The film follows a hotel clerk and would-be science-fiction novelist Robert (Žarko Potočnjak) whose “telurgy” (power of imagination) brings his novel to life. Suddenly Robert and his girlfriend Biba (Lucié Žulova) must contend with the robot woman Andra (Ksenija Prohaska), her child companion Targo (Rene Bitorajac), and Targo’s toy space monster Mumu (Petr Drozda). It isn’t long before people are turned to cubes, wedding parties are decapitated, and tourists are stripping out of their clothes as the travelers from the Arkana galaxy wreck havoc.

Gosti iz galaksije is first and foremost a male fantasy, Robert’s fantasy. Andra resembles Brigitte Helm’s mechanical woman in Metropolis (1927); a kind of idealized version of the female form as sexual object. But Andra also lives to serve Robert. She vacuums his apartment, makes him a meal, and pours him coffee without question. When Robert touches her the room turns into a psychedelic swirl of blue and musical notes emit from her golden body. The scene in which Robert caresses Andra is one of sexual intercourse abstracted.
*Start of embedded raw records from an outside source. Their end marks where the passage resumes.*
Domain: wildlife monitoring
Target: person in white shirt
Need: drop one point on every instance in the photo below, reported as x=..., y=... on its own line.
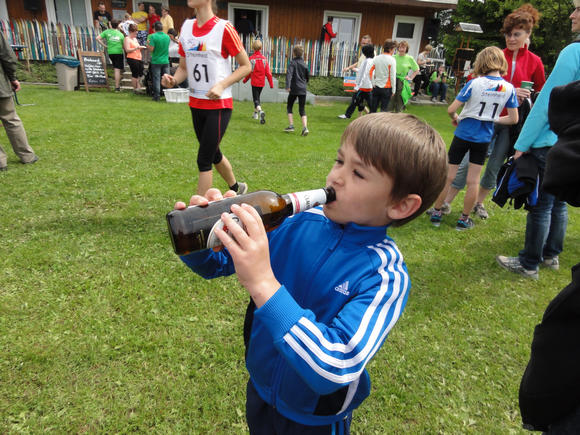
x=384, y=75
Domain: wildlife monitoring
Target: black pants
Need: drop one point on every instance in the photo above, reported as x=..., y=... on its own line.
x=359, y=101
x=264, y=419
x=256, y=92
x=210, y=127
x=381, y=96
x=301, y=103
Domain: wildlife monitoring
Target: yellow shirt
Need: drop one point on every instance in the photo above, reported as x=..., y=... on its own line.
x=140, y=14
x=167, y=22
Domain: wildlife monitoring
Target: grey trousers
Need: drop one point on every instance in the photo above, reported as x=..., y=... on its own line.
x=15, y=132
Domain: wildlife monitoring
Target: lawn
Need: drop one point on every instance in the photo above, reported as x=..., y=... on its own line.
x=103, y=329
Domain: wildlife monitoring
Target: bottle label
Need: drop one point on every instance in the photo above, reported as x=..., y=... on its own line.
x=212, y=239
x=309, y=198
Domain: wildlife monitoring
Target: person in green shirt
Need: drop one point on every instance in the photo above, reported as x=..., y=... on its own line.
x=407, y=69
x=158, y=46
x=112, y=41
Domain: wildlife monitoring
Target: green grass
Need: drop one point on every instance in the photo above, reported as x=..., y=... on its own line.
x=102, y=329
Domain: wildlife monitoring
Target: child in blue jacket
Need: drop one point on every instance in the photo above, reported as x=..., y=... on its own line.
x=328, y=285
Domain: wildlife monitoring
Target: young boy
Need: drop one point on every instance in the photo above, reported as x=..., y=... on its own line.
x=205, y=46
x=439, y=85
x=328, y=284
x=297, y=77
x=384, y=76
x=484, y=98
x=260, y=71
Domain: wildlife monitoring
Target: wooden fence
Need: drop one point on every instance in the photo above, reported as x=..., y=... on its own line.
x=45, y=40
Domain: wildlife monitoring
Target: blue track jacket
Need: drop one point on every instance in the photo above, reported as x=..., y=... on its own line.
x=343, y=288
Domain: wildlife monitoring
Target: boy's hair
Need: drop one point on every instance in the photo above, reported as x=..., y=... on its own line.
x=525, y=17
x=406, y=149
x=369, y=51
x=257, y=45
x=389, y=44
x=490, y=59
x=298, y=51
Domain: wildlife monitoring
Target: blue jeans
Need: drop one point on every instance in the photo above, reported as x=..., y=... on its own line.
x=545, y=226
x=499, y=147
x=157, y=71
x=439, y=89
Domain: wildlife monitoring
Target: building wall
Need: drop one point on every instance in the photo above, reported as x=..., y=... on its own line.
x=16, y=9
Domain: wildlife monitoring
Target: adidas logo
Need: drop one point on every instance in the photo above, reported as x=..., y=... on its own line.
x=343, y=288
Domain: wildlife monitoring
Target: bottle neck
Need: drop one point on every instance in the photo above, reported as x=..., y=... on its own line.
x=301, y=201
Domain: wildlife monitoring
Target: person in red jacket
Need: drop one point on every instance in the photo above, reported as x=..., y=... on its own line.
x=523, y=65
x=260, y=70
x=328, y=32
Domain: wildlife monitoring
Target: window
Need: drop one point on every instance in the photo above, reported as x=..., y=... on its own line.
x=346, y=25
x=71, y=12
x=257, y=14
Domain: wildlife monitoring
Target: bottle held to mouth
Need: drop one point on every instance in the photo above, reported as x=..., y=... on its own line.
x=193, y=229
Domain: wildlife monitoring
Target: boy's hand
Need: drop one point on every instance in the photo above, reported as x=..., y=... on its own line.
x=522, y=94
x=250, y=252
x=454, y=118
x=215, y=92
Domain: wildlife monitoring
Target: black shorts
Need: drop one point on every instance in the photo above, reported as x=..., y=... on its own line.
x=210, y=126
x=117, y=61
x=136, y=67
x=459, y=147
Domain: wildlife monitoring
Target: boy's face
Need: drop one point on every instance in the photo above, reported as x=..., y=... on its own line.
x=362, y=192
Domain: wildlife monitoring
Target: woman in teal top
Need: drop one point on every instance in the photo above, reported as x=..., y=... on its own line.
x=407, y=69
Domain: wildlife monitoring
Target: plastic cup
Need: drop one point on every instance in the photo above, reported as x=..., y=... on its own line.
x=527, y=85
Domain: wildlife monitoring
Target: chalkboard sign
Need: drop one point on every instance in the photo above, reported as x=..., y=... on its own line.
x=94, y=69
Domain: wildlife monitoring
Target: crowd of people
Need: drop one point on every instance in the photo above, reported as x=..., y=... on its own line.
x=307, y=348
x=141, y=38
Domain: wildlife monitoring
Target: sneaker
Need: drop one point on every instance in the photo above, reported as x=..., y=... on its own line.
x=436, y=218
x=445, y=209
x=513, y=265
x=479, y=210
x=462, y=225
x=242, y=188
x=34, y=160
x=549, y=262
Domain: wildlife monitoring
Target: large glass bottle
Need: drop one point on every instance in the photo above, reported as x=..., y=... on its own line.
x=193, y=228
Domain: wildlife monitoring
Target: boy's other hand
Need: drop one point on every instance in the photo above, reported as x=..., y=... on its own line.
x=249, y=249
x=211, y=195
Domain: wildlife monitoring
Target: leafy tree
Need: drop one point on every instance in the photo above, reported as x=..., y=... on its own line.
x=552, y=34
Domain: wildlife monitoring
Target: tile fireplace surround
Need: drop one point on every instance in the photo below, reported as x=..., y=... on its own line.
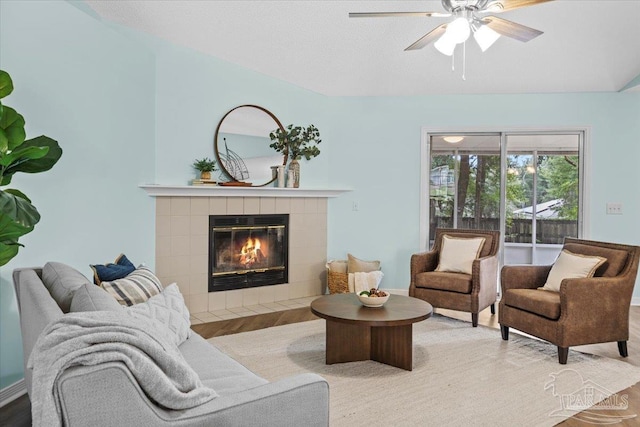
x=182, y=240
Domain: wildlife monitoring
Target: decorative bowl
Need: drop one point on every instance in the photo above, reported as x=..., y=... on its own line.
x=373, y=301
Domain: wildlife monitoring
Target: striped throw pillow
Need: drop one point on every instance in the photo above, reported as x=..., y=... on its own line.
x=135, y=288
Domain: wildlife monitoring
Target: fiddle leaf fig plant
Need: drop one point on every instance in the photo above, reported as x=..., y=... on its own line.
x=17, y=154
x=204, y=165
x=296, y=142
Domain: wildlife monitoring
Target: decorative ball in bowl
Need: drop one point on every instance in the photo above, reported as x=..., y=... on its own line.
x=373, y=297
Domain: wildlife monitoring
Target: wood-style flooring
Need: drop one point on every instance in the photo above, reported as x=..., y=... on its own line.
x=18, y=412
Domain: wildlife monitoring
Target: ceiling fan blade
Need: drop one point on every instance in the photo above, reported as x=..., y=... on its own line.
x=506, y=5
x=397, y=14
x=511, y=29
x=428, y=38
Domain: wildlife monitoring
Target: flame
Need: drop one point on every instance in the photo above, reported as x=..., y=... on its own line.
x=250, y=252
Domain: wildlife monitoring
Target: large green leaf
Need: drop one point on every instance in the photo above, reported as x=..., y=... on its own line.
x=23, y=154
x=12, y=127
x=6, y=85
x=8, y=251
x=18, y=209
x=11, y=230
x=37, y=165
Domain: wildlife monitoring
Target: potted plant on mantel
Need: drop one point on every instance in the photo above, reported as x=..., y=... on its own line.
x=17, y=215
x=296, y=142
x=205, y=167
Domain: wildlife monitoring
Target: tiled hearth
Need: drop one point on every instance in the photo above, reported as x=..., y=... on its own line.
x=182, y=253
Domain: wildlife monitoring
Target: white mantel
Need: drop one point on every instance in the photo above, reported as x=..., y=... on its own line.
x=156, y=190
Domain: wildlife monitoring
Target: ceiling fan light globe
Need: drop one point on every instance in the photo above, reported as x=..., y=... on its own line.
x=485, y=37
x=458, y=30
x=445, y=45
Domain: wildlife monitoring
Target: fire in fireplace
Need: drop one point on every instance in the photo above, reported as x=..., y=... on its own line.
x=247, y=251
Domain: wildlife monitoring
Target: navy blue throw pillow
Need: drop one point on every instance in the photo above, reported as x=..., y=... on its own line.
x=112, y=271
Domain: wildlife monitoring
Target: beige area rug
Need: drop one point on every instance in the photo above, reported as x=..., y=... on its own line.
x=461, y=376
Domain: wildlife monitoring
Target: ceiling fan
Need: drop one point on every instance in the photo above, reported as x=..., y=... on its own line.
x=468, y=18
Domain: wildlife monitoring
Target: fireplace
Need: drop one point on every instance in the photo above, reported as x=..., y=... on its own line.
x=247, y=251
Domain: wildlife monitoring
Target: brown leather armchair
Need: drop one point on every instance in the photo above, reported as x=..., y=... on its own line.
x=585, y=311
x=458, y=291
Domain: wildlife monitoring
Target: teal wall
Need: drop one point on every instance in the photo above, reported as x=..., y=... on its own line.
x=131, y=109
x=93, y=91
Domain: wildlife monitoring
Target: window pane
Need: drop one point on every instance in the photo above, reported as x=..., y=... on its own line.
x=464, y=183
x=519, y=208
x=557, y=194
x=441, y=192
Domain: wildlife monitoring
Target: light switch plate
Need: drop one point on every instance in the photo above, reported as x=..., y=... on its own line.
x=614, y=208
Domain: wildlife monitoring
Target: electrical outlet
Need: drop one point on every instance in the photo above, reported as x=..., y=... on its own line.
x=614, y=208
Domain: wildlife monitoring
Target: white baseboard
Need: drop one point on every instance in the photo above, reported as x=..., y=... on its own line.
x=404, y=292
x=12, y=392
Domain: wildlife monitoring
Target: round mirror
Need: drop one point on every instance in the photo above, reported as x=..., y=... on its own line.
x=241, y=146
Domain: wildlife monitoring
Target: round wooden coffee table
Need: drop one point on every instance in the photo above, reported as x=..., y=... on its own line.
x=384, y=334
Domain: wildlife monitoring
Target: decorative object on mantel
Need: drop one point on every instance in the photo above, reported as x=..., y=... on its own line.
x=205, y=167
x=236, y=184
x=241, y=146
x=296, y=142
x=204, y=182
x=17, y=215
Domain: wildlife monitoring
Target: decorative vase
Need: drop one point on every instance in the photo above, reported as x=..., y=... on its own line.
x=281, y=177
x=294, y=166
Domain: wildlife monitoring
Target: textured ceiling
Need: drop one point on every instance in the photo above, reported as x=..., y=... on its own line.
x=587, y=46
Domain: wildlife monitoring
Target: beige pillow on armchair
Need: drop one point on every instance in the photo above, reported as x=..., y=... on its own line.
x=457, y=253
x=571, y=266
Of course Robert’s fantasy costs him very little, but to those around him it costs everything. His pursuit of his dream to be a writer takes on a physical form in the mischievous Targo. Robert’s ambitions could have easily driven Biba away, but in Gosti iz galaksije it is the literal manifestations of Robert’s creativity that do that job. Targo shoots tourists with laser eye beams, turns Biba into a cube, and sets his toy Mumu loose on a wedding party.

The terrors wrought by Targo and Mumu are rendered by Vukotić as pure slapstick. When a man’s head is lopped off by the monster Mumu it lands in a bowl of soup, then casually observes that he “is missing something”. Likewise when Mumu steps on the head of a man his skull is flattened out like in a Bugs Bunny cartoon yet he lives. The world of Gosti iz galaksije is a cartoon world actualized in the flesh.

Gosti iz galaksije doesn’t really say more as a movie other than that one cannot live in their own imaginary world. It’s a simple concept that Vukotić milks for all its worth. Gosti iz galaksije is like a children’s film in how it explores its conceptual core to the extreme without adding any depth or nuance. Luckily Gosti iz galaksije is visually inventive enough to sustain the viewer’s attention so that the film never over stays its welcome.